With abuse issues, silence can be deadly. Talk to your customers about complaints that have been filed, talk to the person who filed them about the action you’re taking and, if needed, talk to authorities about any legal activity. At best, silence leaves people frustrated and angry, at worst, it legal and issues, including possibly criminal charges if the violation is serious enough and the silence viewed as deliberate.

Though I understand that hosts don’t like to talk about abuse it is important to be clear and keep all parties informed. To avoid saying things that might harm the company legally, it may be wise to create stock letters that can be customized for various situations.

In addition to avoiding legal issues from saying something inappropriate, stock letters also speed up the abuse process, making it cheaper for you and faster for everyone involved. Though often criticized by those who receive them, especially when they receive one that doesn’t apply, they are an invaluable tool.

5. Not Talking With a Lawyer

Finally, perhaps the most important piece of advice, you need to make sure you are aware of all your legal obligations and the only way to do that is speak with a knowledgeable attorney in your area.

Though this article above covers some of the broad strokes, the specifics are best left to lawyers.
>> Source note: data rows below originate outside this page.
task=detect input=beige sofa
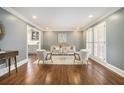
[50,44,75,54]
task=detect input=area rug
[33,56,81,65]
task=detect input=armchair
[37,49,53,64]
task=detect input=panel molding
[90,56,124,77]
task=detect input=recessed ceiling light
[32,16,37,19]
[89,15,93,18]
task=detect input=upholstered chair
[37,49,53,64]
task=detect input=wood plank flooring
[0,55,124,85]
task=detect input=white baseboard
[0,59,28,76]
[90,57,124,77]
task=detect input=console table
[0,51,18,73]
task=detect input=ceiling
[12,7,120,31]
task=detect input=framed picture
[58,32,67,43]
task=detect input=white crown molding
[82,7,122,31]
[2,7,44,31]
[2,7,122,31]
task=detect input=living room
[0,7,124,85]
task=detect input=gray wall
[106,8,124,70]
[0,8,27,64]
[43,31,83,51]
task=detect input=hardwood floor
[0,55,124,85]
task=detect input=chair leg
[38,59,40,64]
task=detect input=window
[86,22,106,61]
[94,22,106,61]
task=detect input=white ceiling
[12,7,120,31]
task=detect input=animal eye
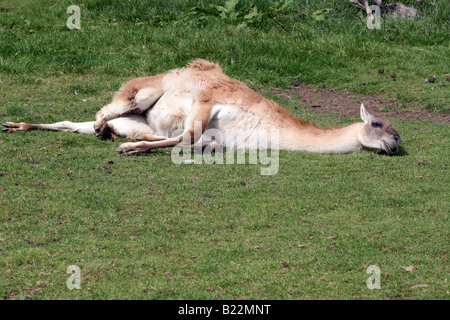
[372,121,383,128]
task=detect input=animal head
[359,104,402,155]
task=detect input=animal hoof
[94,121,112,140]
[116,143,142,156]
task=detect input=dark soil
[270,83,450,124]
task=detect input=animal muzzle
[381,138,401,154]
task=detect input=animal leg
[1,115,167,141]
[1,121,95,134]
[94,74,164,136]
[116,102,212,155]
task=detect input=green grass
[0,0,450,299]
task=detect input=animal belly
[147,96,193,137]
[204,105,270,150]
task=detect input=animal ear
[360,103,373,124]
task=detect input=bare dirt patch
[269,84,450,124]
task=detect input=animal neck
[279,122,364,153]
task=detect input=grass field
[0,0,450,299]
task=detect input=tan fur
[3,59,400,155]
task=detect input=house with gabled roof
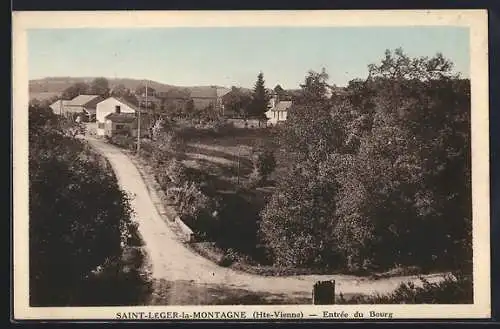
[64,95,103,121]
[96,96,150,136]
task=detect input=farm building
[96,97,149,136]
[64,95,103,121]
[190,86,230,113]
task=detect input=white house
[96,97,138,136]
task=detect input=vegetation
[260,49,472,272]
[29,107,149,306]
[336,274,474,304]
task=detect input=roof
[67,95,101,106]
[270,101,292,111]
[106,96,139,111]
[50,99,69,111]
[104,113,135,123]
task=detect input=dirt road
[88,138,450,300]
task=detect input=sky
[28,26,469,89]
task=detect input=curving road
[87,138,442,299]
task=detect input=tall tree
[90,78,109,97]
[249,72,270,118]
[62,82,90,100]
[110,83,130,97]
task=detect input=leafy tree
[273,84,285,97]
[62,82,90,100]
[249,72,270,118]
[90,78,110,97]
[29,107,142,306]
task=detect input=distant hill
[29,77,228,100]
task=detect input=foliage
[260,162,337,267]
[29,107,144,306]
[184,99,195,118]
[135,84,156,96]
[250,148,276,185]
[224,86,252,117]
[297,68,329,104]
[338,273,474,304]
[108,134,135,151]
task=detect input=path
[88,138,441,302]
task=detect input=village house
[104,113,149,137]
[96,97,150,137]
[190,86,230,113]
[266,93,293,126]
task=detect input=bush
[166,159,188,186]
[339,274,474,304]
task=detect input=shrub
[249,149,276,186]
[29,105,146,306]
[339,273,473,304]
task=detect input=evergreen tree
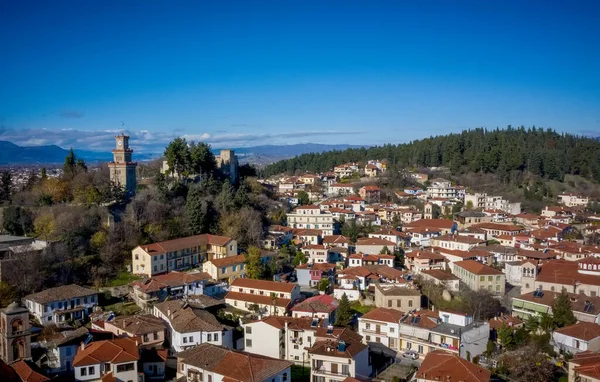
[245,247,265,280]
[552,292,577,328]
[335,293,353,327]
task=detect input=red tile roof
[454,260,504,276]
[416,350,491,382]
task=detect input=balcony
[312,366,350,378]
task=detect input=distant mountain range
[0,141,362,165]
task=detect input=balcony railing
[312,366,350,377]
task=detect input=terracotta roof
[106,314,166,336]
[129,271,212,293]
[73,338,139,366]
[207,255,246,268]
[9,360,50,382]
[139,233,232,256]
[404,219,454,229]
[431,235,485,244]
[416,350,491,382]
[421,269,460,281]
[155,300,224,333]
[292,294,340,313]
[24,284,98,304]
[323,235,350,244]
[513,290,600,315]
[177,343,293,382]
[475,223,525,232]
[225,290,292,308]
[454,260,504,275]
[230,278,297,293]
[569,350,600,379]
[356,237,396,247]
[361,308,404,324]
[554,321,600,341]
[535,260,600,286]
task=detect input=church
[108,133,137,196]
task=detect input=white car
[402,350,419,359]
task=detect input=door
[331,363,337,374]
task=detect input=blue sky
[0,0,600,151]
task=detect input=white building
[177,344,292,382]
[552,322,600,354]
[558,194,590,207]
[73,338,140,382]
[287,205,334,236]
[23,284,98,325]
[152,300,233,352]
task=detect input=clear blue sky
[0,0,600,151]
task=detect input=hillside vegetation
[263,126,600,181]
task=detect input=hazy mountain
[0,141,361,165]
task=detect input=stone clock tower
[108,133,137,196]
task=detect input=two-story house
[73,338,140,382]
[129,270,220,309]
[202,255,246,282]
[152,300,233,352]
[104,314,167,347]
[23,284,98,325]
[287,205,335,236]
[291,294,339,326]
[308,326,371,382]
[131,234,238,277]
[225,278,300,316]
[177,343,293,382]
[296,263,335,287]
[452,260,506,296]
[375,283,421,312]
[552,322,600,354]
[358,308,409,349]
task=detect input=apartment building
[73,338,140,382]
[291,294,339,326]
[375,283,421,312]
[202,255,246,282]
[287,205,335,236]
[104,314,167,347]
[552,322,600,354]
[23,284,98,325]
[177,343,293,382]
[152,300,233,352]
[129,271,218,309]
[131,234,238,277]
[512,289,600,324]
[429,235,487,251]
[225,278,300,316]
[558,194,590,207]
[358,307,404,349]
[404,251,446,274]
[414,350,492,382]
[308,327,371,382]
[451,260,506,296]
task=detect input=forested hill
[264,127,600,181]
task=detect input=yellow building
[131,234,237,277]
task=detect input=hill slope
[264,127,600,181]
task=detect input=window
[117,362,135,373]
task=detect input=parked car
[402,350,419,359]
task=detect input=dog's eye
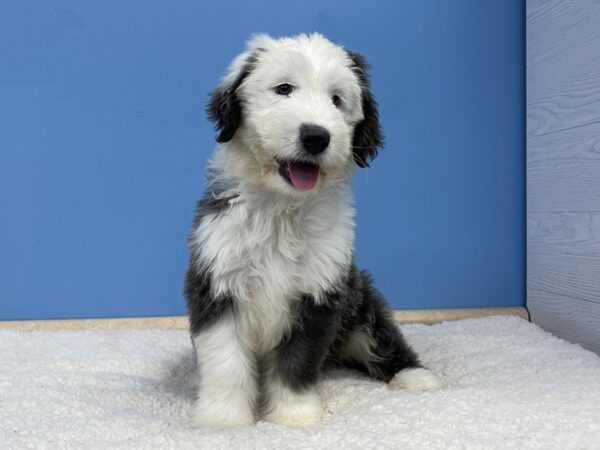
[331,94,342,108]
[275,83,294,95]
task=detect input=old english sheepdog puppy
[185,34,438,427]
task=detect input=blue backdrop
[0,0,525,319]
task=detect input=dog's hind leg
[261,296,339,426]
[342,272,440,391]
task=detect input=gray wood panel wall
[527,0,600,354]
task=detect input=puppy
[185,34,438,427]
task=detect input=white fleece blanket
[0,317,600,449]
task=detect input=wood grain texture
[527,0,600,351]
[527,289,600,355]
[527,0,600,137]
[527,118,600,213]
[527,212,600,304]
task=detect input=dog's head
[207,34,383,195]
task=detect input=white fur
[190,34,370,426]
[389,368,441,392]
[192,315,258,427]
[264,379,323,427]
[192,34,363,352]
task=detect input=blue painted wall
[0,0,525,319]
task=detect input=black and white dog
[185,34,438,427]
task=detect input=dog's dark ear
[206,56,255,143]
[348,52,383,167]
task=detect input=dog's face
[208,34,383,195]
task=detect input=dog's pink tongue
[288,161,319,191]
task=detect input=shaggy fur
[185,34,437,427]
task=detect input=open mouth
[277,160,321,191]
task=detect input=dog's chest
[196,198,354,350]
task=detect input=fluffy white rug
[0,317,600,449]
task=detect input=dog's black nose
[300,124,330,155]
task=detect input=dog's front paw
[264,389,323,427]
[191,391,255,428]
[389,367,441,392]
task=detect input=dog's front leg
[262,296,339,426]
[192,311,258,427]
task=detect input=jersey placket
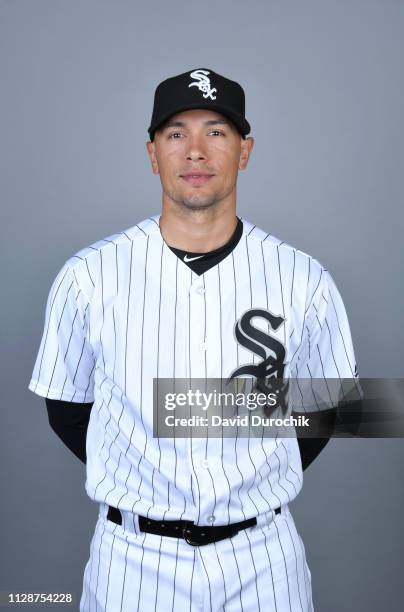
[188,270,221,525]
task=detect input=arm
[45,397,94,463]
[293,400,363,471]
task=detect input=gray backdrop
[0,0,404,612]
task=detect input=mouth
[181,172,214,186]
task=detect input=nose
[187,136,206,161]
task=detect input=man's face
[147,109,253,209]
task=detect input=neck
[160,204,237,253]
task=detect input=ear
[146,140,159,174]
[238,136,254,170]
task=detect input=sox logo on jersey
[29,215,355,612]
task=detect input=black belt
[107,506,281,546]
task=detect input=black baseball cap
[147,68,251,141]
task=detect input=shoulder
[62,215,159,300]
[241,217,327,288]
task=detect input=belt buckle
[182,521,202,546]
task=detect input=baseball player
[29,68,362,612]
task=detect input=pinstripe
[30,215,355,612]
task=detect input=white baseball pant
[80,504,313,612]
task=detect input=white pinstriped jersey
[29,215,356,524]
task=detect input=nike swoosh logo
[184,255,207,262]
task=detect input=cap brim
[147,102,251,140]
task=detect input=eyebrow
[161,119,231,132]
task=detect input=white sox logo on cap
[188,69,217,100]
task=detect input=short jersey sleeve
[28,262,95,402]
[290,268,362,410]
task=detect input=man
[29,69,362,612]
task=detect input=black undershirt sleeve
[45,397,93,463]
[45,397,358,470]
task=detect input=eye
[168,132,181,140]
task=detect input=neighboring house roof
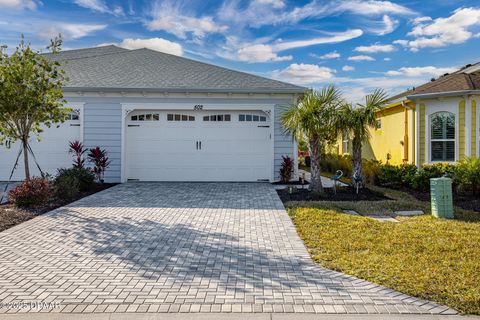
[47,46,307,93]
[389,72,480,101]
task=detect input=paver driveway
[0,183,453,313]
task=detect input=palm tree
[281,86,342,192]
[338,89,388,182]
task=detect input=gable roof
[48,46,306,93]
[389,72,480,100]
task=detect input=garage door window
[203,114,232,121]
[130,113,160,121]
[238,114,267,122]
[167,113,195,121]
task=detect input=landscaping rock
[343,210,360,216]
[365,215,400,223]
[395,210,425,217]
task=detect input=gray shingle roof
[389,72,480,100]
[49,46,306,93]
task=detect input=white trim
[122,102,275,111]
[474,96,480,158]
[270,106,276,182]
[425,99,460,163]
[415,101,422,169]
[120,104,131,183]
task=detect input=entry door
[126,111,271,181]
[0,113,80,181]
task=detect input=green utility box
[430,177,453,219]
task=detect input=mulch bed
[0,183,116,232]
[277,186,391,203]
[400,188,480,212]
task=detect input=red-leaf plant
[280,156,293,183]
[68,140,87,169]
[87,147,110,183]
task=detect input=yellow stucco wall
[370,107,405,164]
[418,103,427,164]
[470,99,477,156]
[458,100,466,160]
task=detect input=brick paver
[0,183,454,314]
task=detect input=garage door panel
[0,121,80,181]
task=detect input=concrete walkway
[0,183,455,314]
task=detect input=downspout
[402,101,413,163]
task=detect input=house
[0,46,305,182]
[338,63,480,167]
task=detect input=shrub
[362,159,382,184]
[8,178,53,207]
[321,153,352,177]
[280,156,293,183]
[68,140,87,168]
[305,156,312,168]
[54,167,95,199]
[88,147,110,183]
[453,157,480,194]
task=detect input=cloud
[347,55,375,61]
[254,0,285,9]
[272,63,335,85]
[369,15,399,36]
[0,0,39,10]
[218,0,415,28]
[118,38,183,56]
[310,51,342,60]
[396,8,480,52]
[385,66,458,77]
[147,0,228,39]
[74,0,110,12]
[336,0,415,16]
[237,44,293,63]
[232,29,363,63]
[38,23,107,40]
[354,44,395,53]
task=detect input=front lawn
[287,201,480,314]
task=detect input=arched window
[430,112,455,161]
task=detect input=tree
[281,86,342,192]
[339,89,388,182]
[0,36,69,179]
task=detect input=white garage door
[126,110,272,181]
[0,114,80,181]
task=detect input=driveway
[0,183,454,314]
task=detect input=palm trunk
[352,137,363,184]
[309,139,323,193]
[22,137,30,179]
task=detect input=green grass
[287,199,480,314]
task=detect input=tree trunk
[352,137,363,184]
[22,138,30,179]
[309,139,323,193]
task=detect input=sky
[0,0,480,101]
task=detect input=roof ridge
[137,48,302,88]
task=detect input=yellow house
[338,63,480,167]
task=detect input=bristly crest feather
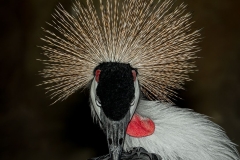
[41,0,200,102]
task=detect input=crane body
[41,0,240,160]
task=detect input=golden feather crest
[41,0,200,102]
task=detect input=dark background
[0,0,240,160]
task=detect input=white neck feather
[124,100,240,160]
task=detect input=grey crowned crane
[41,0,239,160]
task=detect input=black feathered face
[95,63,135,121]
[91,62,140,160]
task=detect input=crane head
[90,62,140,160]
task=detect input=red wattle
[127,114,155,138]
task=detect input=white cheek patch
[90,79,101,120]
[130,78,140,118]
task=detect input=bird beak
[101,112,130,160]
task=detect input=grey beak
[101,112,130,160]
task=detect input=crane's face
[91,62,140,160]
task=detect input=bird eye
[95,96,102,107]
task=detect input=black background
[0,0,240,160]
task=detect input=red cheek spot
[132,70,137,81]
[95,69,101,82]
[127,114,155,138]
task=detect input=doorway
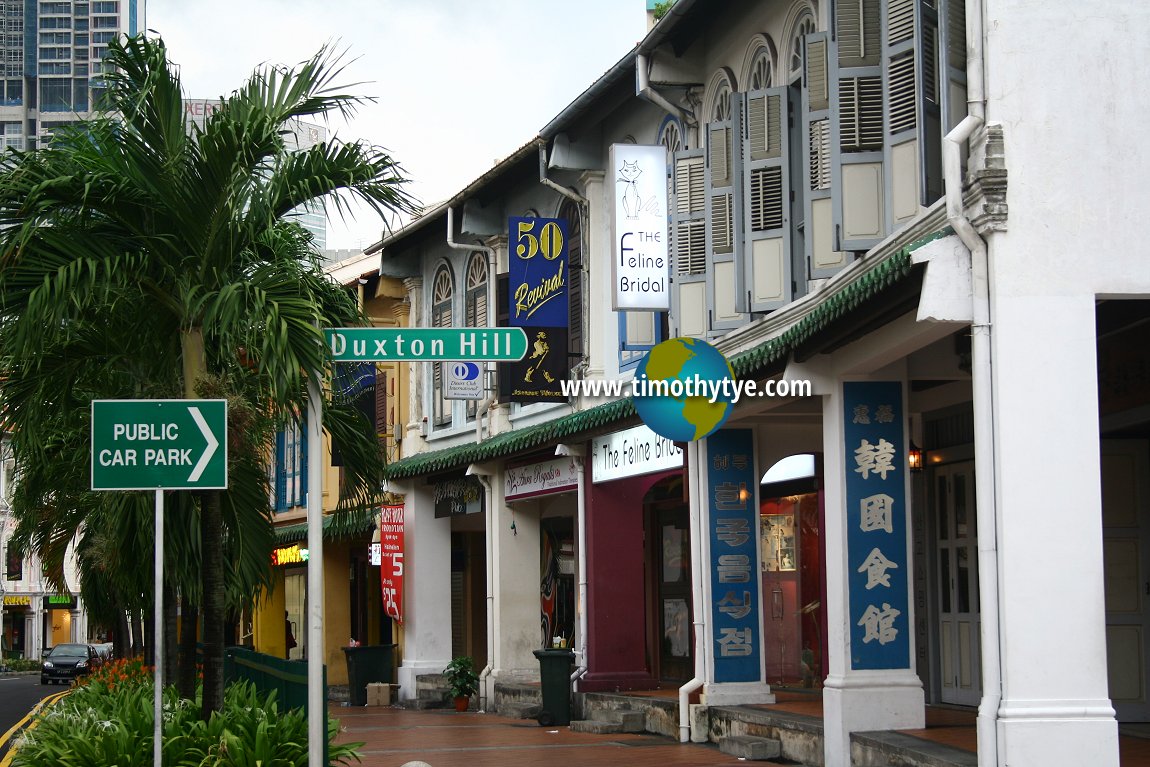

Having an attorney do an audit on your polices and practices is key to ensuring you’re complying with all laws specific to your country and region. Also, this will help you understand the kinds of abuse you don’t have to enforce yourself, such as libel in the U.S., and will help you streamline your entire abuse process.

Talking with an attorney may be pricey, but it is well worth it in the long run.

Bottom Line

More and more startups are getting into the hosting game, filling in niches and providing services larger players can’t. However, while many of these companies have a great deal of technical expertise, they don’t always have the legal and abuse background to understand what it takes to keep their service free of unwanted content.

Being smart about abuse isn’t something that one learns while studying networking or system’s administration nor is it in the manual of any reseller hosting account. Rather, it is something you have to work on and study.

Abuse may be one of the most unpleasant aspects of the hosting business, but it is also one of the most important. For that reason, it is worth investing the time and money into getting it right.